Sıkça Sorulan Sorular

 

Üvey çocuğumun velayetini kazanabilir miyim ?

Üvey çocuğunuzu evlat edinmedikçe onun velayetine hak kazanamazsınız.

 

Çocuğumla kişisel ilişkisinin düzenlenmesi için nerede dava açmalıyım ?

Çocukla kişisel ilişki kurulması davası çocuğun yaşadığı yerin aile mahkemesidir.

 

Çocukla kişisel ilişki kurulması davası ne kadar sürer ?

Bu dava takriben 1 yıl kadar sürebilmektedir.

 

Çocukla kişisel ilişki kurulması davası hangi avukat bakar ?

İstanbul aile hukuku avukatı ile hukuki sürecinizi başlatabilirsiniz.

 

Çocukla kişisel ilişki kurulması davası için adli yardım alabilir miyim ?

Evet bu dava için adli yardım talebinde bulunabilirsiniz. 

 

Velayeti Annede Olan Çocuğun Babasının Hakları Hakkında Yargıtay Kararlarından Örnek Alıntılar

“Kişisel ilişki düzenlemesinde esas olan çocuğun üstün yararıdır. Çocukla ana-baba arasında düzenli kişisel ilişki kurulması ve bu ilişkinin sürdürülmesi çocuk için bir hak olduğu gibi, ana ve baba için de bir haktır. Kişisel ilişki tesisinden beklenen amaç çocukla ebeveynleri arasında aile bağlarını geliştirmek ve bu suretle çocuğun sağlıklı gelişimini sağlamaktadır. Bu sebeple, kişisel ilişki analık ve babalık duygusunu tatmin edecek nitelikte olmalıdır. Uygun kişisel ilişki süresi, ebeveyni tatmin edeceği gibi, çocuğun açıklanan kişisel gelişiminine de hizmet etmiş olacaktır.

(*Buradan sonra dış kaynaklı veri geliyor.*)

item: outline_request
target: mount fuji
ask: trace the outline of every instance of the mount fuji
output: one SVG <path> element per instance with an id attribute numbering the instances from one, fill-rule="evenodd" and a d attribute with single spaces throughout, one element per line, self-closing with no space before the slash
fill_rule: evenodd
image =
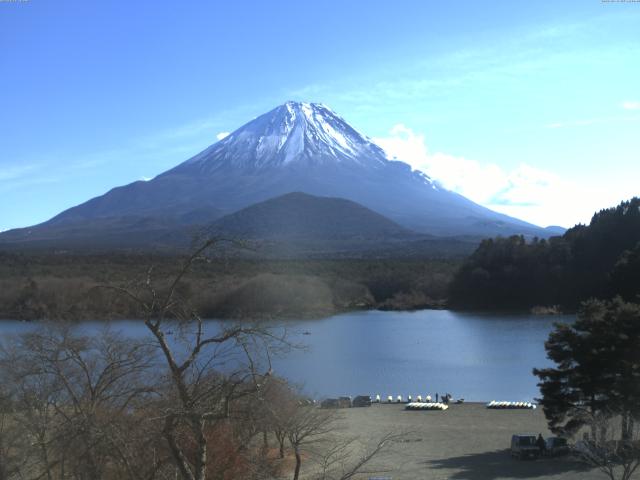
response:
<path id="1" fill-rule="evenodd" d="M 150 181 L 114 188 L 47 222 L 1 234 L 0 246 L 141 247 L 291 192 L 357 202 L 420 234 L 549 236 L 390 159 L 325 105 L 287 102 Z"/>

Davalı-karşı davacı baba ile velayeti anneye verilen ortak çocuk 2009 doğumlu … ile 2011 doğumlu Hira Nur arasında kurulan kişisel ilişki yetersiz olup, çocuklarla baba arasında sevgi ve güven duygularının gelişmesine engel olacak niteliktedir. Ortak çocuklar ile davalı-karşı davacı baba arasındaki bağların güçlendirilmesinde çocuğun üstün yararı vardır. Gerçekleşen bu durum karşısında mahkemece daha uygun süreli ve yatılı olacak şekilde kişisel ilişki kurulması gerekirken, yazılı şekilde kişisel ilişki kurulmuş olması bozmayı gerektirmiştir.” 2. Hukuk Dairesi         2015/26102 E.  ,  2017/4458 K.

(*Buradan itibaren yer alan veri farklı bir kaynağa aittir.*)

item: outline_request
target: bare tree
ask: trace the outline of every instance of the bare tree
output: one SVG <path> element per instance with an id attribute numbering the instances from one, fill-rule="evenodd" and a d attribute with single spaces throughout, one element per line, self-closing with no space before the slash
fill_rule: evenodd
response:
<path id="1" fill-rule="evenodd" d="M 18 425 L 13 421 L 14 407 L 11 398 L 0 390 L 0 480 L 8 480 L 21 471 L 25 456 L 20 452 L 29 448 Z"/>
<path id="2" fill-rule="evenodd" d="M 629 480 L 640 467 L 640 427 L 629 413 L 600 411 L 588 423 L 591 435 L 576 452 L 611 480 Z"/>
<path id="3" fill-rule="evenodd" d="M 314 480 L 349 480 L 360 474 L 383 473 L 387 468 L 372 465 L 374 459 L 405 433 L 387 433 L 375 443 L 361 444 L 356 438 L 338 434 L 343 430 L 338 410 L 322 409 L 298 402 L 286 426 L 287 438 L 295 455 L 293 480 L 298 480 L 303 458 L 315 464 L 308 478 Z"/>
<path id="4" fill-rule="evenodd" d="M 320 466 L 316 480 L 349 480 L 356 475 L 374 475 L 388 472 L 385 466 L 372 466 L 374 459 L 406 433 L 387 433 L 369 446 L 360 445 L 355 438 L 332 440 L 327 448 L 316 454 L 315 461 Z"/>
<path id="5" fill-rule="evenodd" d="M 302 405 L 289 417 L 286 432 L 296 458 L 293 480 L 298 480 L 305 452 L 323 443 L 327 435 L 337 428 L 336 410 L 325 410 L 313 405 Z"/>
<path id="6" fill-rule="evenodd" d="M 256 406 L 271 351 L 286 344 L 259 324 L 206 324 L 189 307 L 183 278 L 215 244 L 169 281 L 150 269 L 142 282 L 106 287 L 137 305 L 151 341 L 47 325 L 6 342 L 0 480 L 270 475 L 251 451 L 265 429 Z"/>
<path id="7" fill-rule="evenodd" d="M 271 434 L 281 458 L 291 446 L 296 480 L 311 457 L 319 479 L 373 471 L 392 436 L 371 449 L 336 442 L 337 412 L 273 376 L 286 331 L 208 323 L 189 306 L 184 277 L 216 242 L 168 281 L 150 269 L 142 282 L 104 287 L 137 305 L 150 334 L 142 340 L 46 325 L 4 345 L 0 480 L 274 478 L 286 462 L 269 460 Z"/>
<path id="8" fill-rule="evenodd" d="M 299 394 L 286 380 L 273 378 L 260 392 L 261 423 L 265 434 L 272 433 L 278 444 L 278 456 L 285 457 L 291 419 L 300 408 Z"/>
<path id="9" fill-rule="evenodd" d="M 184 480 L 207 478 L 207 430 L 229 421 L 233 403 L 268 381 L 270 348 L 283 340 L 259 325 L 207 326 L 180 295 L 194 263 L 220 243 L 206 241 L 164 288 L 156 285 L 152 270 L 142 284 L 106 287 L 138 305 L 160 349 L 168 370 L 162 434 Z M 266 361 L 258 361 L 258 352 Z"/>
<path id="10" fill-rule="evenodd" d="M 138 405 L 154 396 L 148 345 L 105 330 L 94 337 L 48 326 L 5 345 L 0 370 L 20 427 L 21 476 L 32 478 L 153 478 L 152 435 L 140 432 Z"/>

“Davalı-davacı (baba)’da tespit edilen psikotik bozukluğun, çocukla gözetim altında da olsa yatılı olarak kişisel ilişki kurulması halinde çocuk için tehlike arzedip etmediği konusunda yeterli araştırma yapılmamıştır. Mahkemece; davalı-davacı (baba) hakkında düzenlenen dosyadaki raporlar da eklenerek, psikiyatri uzmanı bulunan resmi sağlık kuruluşuna sevk edilip, babadaki mevcut psikotik bozukluğun, kişisel ilişki kurulması halinde çocuk açısından ciddi tehlike arz edip etmediği konusunda ayrıntılı rapor alınması ve dosyadaki diğer delillerle birlikte değerlendirilerek hasıl olacak sonucuna göre karar verilmesi gerekirken, eksik araştırma ve inceleme ile hüküm tesis edilmesi doğru görülmemiştir.” 2. Hukuk Dairesi         2012/3041 E.  ,  2013/5679 K.

“Ebeveynlerden her ikisinin de çocuk üzerindeki velayet hakkı sürmektedir. Her iki ebeveynin de çocukla kişisel ilişki kurma hakkı eşit derecede mevcuttur. Evlilik dışı çocuk doğuran annenin, çocuğun velayetinin kendisine verilmesi davasında olduğu gibi, bu davada da davacı babanın velayet hakkı kapsamında kişisel ilişki kurma hakkı bulunduğundan, kişisel ilişki kurulması davası hakkında “karar verilmesine yer olmadığına” karar verilmesi gerektiği gerekçesiyle, yerel mahkeme kararının bozulması gerektiği…” 2. Hukuk Dairesi         2016/1377 E.  ,  2016/2597 K.